飲食店長のブログ ~ 人材戦略の実践レポート

実際に飲食店を経営しながら、そのノウハウを突き詰める

師匠

20代の「駆け出し」のころから仕事を教えてもらった先輩がいます。5歳くらい年上の人です。顔と声が怖くて、いかにも厳しそうな人です。

 

妻には「この人は俺の師匠だよ」と言ったことがありました。

妻からは「自分中心なあなたにも師匠がいたのね、ほっとしたわ」と言われました。

ご本人に「あなたが師匠です」とは言えませんが、100%頭が上がらないくらいお世話になっています。

何度か仕事上の「部下」になったときは、大きな失敗をする私を突き放すことなく甘やかすこともなく「育成」してくれました。

自慢ではないですが、私は何度か大きな失敗をしています。でも大きな失敗の後は必ずそれ以上の成果を上げていました。

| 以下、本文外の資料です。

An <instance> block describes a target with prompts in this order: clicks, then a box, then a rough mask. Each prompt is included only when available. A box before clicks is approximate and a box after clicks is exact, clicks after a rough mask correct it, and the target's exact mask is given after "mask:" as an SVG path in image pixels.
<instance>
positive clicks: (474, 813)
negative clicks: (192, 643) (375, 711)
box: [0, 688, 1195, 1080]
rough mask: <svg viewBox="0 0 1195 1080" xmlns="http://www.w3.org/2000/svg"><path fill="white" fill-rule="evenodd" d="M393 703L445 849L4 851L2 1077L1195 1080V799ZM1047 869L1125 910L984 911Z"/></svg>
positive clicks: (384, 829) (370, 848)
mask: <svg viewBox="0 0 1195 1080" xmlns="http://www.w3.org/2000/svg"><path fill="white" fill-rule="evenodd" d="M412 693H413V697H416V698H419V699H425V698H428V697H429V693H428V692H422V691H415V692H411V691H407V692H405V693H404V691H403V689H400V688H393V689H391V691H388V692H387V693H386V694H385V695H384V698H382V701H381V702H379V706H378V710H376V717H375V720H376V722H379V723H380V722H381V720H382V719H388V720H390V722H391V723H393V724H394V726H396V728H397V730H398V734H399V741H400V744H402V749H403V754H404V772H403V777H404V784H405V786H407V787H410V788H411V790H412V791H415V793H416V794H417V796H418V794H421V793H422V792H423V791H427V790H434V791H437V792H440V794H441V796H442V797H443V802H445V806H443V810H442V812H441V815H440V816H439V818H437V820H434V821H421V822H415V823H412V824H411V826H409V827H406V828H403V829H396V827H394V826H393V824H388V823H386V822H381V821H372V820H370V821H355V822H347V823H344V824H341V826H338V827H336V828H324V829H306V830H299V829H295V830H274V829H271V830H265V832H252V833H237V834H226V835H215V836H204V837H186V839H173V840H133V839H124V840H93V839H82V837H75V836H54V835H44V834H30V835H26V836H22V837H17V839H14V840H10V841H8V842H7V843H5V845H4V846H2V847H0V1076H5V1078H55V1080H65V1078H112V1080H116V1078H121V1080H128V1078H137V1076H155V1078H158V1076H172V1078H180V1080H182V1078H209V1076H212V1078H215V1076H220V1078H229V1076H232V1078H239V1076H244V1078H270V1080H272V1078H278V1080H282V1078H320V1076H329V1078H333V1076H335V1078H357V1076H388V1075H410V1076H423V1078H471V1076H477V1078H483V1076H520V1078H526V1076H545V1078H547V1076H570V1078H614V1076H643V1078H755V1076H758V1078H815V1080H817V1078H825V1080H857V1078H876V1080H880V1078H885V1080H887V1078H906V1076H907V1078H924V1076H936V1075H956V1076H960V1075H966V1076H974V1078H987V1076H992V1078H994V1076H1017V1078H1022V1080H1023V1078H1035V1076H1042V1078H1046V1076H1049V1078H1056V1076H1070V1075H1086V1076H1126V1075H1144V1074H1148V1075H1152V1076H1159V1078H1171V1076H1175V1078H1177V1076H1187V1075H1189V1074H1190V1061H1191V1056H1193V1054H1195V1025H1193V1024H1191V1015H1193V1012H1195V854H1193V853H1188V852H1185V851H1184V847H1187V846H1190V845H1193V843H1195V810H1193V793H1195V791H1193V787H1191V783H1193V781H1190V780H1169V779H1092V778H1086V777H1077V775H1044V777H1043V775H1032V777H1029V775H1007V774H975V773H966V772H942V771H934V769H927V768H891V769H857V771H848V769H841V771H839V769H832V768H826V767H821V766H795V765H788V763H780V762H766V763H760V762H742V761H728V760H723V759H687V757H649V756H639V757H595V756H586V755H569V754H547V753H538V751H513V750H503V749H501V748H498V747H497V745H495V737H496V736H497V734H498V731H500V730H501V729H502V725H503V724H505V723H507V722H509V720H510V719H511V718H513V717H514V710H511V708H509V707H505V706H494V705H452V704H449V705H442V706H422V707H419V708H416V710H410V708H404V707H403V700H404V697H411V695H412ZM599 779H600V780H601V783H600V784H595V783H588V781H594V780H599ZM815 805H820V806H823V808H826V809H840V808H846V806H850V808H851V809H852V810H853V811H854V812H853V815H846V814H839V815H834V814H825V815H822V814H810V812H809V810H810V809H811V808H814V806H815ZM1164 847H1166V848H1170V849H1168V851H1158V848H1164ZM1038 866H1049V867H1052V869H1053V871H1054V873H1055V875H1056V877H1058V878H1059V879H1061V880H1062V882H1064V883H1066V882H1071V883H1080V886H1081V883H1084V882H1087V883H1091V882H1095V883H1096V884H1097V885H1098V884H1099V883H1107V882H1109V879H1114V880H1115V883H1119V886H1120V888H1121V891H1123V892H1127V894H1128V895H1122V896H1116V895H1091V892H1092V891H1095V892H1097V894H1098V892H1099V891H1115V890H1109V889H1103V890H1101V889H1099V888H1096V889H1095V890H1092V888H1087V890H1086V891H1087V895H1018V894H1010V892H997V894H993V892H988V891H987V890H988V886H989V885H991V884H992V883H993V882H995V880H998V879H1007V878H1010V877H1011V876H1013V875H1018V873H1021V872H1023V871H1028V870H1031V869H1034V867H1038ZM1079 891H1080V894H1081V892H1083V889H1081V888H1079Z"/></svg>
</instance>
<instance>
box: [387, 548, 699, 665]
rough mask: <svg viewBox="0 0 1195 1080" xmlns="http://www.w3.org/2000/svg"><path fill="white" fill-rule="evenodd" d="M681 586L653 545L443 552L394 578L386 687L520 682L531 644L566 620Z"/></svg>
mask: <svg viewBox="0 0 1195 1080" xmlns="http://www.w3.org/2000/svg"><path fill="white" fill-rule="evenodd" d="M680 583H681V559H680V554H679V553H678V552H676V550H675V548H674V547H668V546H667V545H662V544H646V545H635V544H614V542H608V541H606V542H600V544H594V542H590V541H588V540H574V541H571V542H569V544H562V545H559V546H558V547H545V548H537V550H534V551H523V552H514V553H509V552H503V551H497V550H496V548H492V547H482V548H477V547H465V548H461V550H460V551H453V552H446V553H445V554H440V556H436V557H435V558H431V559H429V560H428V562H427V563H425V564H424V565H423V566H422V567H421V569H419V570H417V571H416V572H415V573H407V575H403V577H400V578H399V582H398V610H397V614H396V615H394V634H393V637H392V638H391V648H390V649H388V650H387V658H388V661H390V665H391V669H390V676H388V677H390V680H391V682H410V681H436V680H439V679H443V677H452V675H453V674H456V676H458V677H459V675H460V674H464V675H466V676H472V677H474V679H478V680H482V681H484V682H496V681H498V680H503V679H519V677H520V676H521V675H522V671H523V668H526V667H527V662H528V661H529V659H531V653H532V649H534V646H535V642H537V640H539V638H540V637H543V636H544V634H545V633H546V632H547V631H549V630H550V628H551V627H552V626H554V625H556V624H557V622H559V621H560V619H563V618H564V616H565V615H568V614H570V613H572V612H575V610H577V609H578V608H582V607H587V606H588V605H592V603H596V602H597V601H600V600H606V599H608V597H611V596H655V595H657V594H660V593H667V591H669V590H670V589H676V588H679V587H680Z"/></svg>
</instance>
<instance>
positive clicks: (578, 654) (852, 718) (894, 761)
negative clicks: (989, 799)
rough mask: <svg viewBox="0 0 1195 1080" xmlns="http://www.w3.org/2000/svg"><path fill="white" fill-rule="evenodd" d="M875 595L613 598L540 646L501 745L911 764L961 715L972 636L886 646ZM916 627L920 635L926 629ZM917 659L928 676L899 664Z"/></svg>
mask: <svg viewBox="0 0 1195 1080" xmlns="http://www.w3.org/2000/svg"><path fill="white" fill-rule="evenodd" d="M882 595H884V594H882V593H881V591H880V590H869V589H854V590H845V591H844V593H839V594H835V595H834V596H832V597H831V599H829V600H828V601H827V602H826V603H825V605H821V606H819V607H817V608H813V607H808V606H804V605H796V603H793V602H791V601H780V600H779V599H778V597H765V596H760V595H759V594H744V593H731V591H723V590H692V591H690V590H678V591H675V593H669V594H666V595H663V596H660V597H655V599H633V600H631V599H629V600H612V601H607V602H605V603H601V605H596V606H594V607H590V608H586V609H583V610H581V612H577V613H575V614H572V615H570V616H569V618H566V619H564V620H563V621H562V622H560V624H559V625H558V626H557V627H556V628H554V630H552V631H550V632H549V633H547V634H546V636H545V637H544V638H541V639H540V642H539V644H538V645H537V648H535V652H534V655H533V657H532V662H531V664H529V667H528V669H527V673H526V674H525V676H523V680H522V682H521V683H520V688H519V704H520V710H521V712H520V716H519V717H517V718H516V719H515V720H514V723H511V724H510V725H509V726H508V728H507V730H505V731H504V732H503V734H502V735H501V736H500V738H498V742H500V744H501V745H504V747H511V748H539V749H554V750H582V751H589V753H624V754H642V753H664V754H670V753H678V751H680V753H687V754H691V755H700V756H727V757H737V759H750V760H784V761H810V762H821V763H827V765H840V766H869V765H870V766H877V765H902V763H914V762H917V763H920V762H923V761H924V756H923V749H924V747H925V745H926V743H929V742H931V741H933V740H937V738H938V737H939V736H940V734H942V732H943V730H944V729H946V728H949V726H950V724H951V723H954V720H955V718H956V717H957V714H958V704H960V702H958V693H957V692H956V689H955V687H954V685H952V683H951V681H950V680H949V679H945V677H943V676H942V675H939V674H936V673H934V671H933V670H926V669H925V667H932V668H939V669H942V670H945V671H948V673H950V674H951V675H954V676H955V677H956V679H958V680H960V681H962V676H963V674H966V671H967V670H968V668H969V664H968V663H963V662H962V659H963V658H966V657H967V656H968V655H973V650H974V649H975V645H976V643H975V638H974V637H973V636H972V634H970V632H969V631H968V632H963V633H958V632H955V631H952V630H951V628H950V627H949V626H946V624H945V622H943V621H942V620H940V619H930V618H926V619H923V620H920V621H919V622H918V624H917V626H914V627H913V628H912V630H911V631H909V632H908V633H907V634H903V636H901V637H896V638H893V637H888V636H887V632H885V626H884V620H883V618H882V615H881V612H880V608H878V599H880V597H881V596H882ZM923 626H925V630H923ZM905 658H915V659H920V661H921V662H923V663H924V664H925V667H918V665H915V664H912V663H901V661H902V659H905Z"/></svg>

そういう時に師匠は苦笑いしながら、喜んでくれました。

仕事では甘やかしてくれませんでしたが、成果は認めてくれます。

 

口は悪いです。「おまえにはえらい目にあわされた!!」とか、よく言われます。

お店に来られた時は「おまえ!ぼったくるなよ!!」とか言われます(笑)

 

ご自分が出世するたびに、新しいチームのスタッフに私を呼んでくれましたし、そのチームで私が成果を上げれば、評価を高めて違う部署に送り出してくれもしました。ですから20代から40代まで何度もチームを組みました。

師匠も私ももうその会社にいませんが・・。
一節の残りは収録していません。